這是因為(1.1)的左右兩邊取平均數，例如有10年的資料除以10，會得到：

\[\begin{align*} \bar{Y_{i}}=\alpha_{i}+\beta_{t}\bar{X_{i}}+ \bar{\epsilon_{i}} \tag{1.2} \end{align*}\]

\(\alpha_{i}\)是個體的特徵，所以不會被時間所平均。如果用(1.1)-(1.2)，會得到：

\[Y_{it}-\bar{Y}_{i}=\beta(X_{it}-\bar{X}_{i})+(\epsilon_{it}-\bar{\epsilon}_{i})\]

時間序列的資料也被稱為longitidunal data，可以是觀察一個個人或一個群體在不同時間的變化，例如每天中共戰機來擾台的飛機數，也可以是一群人在不同時間的變化，例如一些國家在不同時間點的GDP成長率。如果加上不同的地點，例如不同國家在不同年度的資料，稱為panel data。
用矩陣表示如下：

\[\begin{align*} \left[ \begin{array}{c} y_{i1} \\ y_{i2} \\ \vdots\\ y_{iT}\\ \end{array} \right] = \left[ \begin{array}{ccc} x_{i11} & x_{i12}&\cdots & x_{i1k} \\ x_{i21} & x_{i22}&\cdots & x_{i2k} \\ \vdots & \vdots & \ddots & \vdots\\ x_{nT1}& x_{nT2}&\cdots & x_{nTk} \\ \end{array} \right] \left[ \begin{array}{c} \beta_{i1} \\ \beta_{i2} \\ \vdots\\ \beta_{ik}\\ \end{array} \right] + \left[ \begin{array}{c} \epsilon_{i1} \\ \epsilon_{i2} \\ \vdots\\ \epsilon_{ik}\\ \end{array} \right] \end{align*}\]
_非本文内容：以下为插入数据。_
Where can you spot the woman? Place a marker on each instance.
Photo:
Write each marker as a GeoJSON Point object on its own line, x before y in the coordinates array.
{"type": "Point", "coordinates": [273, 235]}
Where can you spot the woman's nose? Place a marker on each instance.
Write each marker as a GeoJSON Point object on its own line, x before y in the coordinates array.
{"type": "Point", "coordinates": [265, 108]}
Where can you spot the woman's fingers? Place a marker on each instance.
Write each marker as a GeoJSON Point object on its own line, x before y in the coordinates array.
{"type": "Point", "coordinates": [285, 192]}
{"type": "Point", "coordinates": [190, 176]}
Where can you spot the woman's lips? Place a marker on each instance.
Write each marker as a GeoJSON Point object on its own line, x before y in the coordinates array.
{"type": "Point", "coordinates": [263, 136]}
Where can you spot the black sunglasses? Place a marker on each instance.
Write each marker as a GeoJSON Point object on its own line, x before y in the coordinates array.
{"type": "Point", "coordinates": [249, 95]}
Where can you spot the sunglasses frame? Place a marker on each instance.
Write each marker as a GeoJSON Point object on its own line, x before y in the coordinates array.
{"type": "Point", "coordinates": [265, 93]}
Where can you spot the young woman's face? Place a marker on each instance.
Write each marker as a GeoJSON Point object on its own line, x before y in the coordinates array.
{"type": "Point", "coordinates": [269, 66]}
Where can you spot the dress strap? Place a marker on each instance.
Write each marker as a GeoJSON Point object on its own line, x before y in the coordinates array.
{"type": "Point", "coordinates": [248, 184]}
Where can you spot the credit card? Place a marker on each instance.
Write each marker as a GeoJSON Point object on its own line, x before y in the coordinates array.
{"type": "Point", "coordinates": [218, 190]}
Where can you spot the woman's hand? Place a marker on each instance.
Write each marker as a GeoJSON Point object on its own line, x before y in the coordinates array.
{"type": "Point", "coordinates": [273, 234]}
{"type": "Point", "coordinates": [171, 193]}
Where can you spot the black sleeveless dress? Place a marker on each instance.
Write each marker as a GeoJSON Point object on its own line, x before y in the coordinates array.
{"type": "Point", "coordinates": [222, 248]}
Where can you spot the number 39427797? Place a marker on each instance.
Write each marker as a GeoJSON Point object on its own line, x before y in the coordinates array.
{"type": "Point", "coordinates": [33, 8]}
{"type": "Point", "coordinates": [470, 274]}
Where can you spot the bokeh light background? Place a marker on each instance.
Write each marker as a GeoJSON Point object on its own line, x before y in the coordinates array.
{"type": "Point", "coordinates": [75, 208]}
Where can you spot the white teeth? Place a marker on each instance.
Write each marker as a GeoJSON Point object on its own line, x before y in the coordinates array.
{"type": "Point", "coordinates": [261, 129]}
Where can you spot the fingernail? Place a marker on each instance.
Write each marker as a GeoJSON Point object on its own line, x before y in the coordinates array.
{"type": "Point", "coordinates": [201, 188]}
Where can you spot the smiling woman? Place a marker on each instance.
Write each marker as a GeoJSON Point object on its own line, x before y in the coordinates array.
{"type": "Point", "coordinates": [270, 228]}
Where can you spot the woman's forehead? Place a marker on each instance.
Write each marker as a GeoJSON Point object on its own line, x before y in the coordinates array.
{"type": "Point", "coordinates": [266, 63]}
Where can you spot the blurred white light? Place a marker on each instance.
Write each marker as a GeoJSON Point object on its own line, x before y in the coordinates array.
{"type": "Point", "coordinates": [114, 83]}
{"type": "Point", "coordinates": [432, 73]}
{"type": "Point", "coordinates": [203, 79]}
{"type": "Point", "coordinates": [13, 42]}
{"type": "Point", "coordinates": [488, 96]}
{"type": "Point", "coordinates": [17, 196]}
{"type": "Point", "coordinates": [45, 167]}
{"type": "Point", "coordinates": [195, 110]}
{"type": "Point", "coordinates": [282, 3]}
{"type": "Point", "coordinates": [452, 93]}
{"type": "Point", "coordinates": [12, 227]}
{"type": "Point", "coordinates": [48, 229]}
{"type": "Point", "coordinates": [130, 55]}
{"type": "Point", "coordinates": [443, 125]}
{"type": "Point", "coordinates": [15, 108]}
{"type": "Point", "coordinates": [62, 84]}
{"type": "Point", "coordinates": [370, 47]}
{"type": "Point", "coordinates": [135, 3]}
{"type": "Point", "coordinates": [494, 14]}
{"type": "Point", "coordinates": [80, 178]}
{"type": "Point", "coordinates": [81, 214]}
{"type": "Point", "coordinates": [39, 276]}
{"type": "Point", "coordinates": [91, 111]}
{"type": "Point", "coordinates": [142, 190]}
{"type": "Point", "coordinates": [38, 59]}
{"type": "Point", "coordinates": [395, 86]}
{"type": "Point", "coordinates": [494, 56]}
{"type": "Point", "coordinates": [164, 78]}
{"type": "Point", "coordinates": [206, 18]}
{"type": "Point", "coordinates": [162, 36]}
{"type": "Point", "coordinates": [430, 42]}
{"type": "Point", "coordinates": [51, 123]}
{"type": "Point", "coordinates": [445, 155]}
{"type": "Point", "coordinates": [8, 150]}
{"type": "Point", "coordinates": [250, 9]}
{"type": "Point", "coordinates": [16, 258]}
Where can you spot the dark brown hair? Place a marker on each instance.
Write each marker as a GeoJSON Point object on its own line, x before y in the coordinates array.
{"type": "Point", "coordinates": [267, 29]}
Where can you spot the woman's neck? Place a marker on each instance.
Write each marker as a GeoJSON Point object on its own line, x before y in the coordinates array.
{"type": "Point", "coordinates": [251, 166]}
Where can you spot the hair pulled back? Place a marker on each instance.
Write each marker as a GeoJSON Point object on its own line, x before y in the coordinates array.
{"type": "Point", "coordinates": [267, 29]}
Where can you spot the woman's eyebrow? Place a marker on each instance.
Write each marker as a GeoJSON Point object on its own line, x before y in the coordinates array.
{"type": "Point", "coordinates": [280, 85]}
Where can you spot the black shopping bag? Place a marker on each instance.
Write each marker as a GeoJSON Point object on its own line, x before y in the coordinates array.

我們假設\(\hat{\delta_{k}}\sim N(\delta_{k}, \sigma^2)\)，也就是每個時間的影響應該來自於平均數\(\delta_{k}\)、變異數一致是\(\sigma^2\)的常態分佈。
實務上，可以單純地納入時間點在迴歸模型中，然後估計係數。
Imai and Kim (2019)證明上述的\(\hat{\beta}_{FE}\)有可能不是最佳估計。如果\(X_{i}\in \{0,1\}\)，也就是二元變數，類似因果關係裡面的刺激(treatment)，\(\hat{\beta}_{FE}\)會與\(X_{i}\)的變異數成比例，也就不是固定不變，違反最小平方法的迴歸模型假設。

2 什麼是因果關係的時間序列分析？

假設在兩個以上的時間點觀察到Y、刺激D、特徵X，我們想估計不同時間點的Y的差異，跟刺激D有關的程度為何？
過去分析個體層次的連續資料(panel data)或者總體層次的時間序列(time-series)資料的方法是固定效果(fixed effect, FE)以及固定差異(first difference, FD)，後者的依變項是\(y_{it}-\bar{y}_{it}\)，前者是\(y_{it}-y_{it-1}\)>。後者比較容易理解。相關網頁
現在可以應用因果推論到時間序列分析，讓估計具有因果關係的基礎。

3 方法：Bayesian structural time-series model (BSTS)

3.1 理論架構

第一種方法是在觀察的時間序列之外，收集資料構成對照的時間序列，如果干預或者刺激有效果，應該只會影響觀察到的時間序列，不會影響對照的時間序列。建立因果關係的時間序列分析的模型是為了預測反事實的結果。做法是使用控制組的時間序列預測如果沒有干預的情形下，時間序列的結果是什麼？
例如某家公司的股價可能因為某天宣布裁員而上漲（因為減少人事成本），但是其他公司有可能都因為其他利多都上漲了，所以必須建立一個綜合許多公司的時間序列，才能估計裁員消息與股價的因果關係。這套方法也稱為synthetic control。
已經有CausalImpact這個套件可以執行以上的估計。
Brodersen et al.有完整的說明
實務上，需要收集三個資料。第一是依變數受到刺激之前的時間序列，第二個是同一時間其他變數受到刺激之前的時間序列，第三則是有關依變數的參數的資訊。這三個資訊用state space model加以結合。
在這張圖3.1中，\(x_{t}\)是觀察不到的潛在變數，\(y_{t}\)則是\(x_{t}\)的函數：

Figure 3.1: State Space Model

\[y_{t}=A_{t} x_{t}+v_{t}\]

\[x_{t}=\Phi x_{t-1}+w_{t}\]

用依變數受到刺激之前的時間序列，以及其他變數受到刺激之後的時間序列，計算後驗分佈的時間序列。

3.2 CausalImpact套件實作一

模擬資料，用\(\texttt{CausalImpact}\)套件實作：
準備資料：

rm(list = ls())

library(ggplot2)
library(patchwork)
library(CausalImpact)
library(assertthat)
library(dplyr)
#as_patchwork
patchwork <- here::here('source', 'add_plot.R')
#source(patchwork)
#plot_annotation
annotation <- here::here('source', 'plot_annotation.R')
source(annotation)


CreateImpactPlot <- here::here('source', 'CreateImpactPlot.R')
source(CreateImpactPlot)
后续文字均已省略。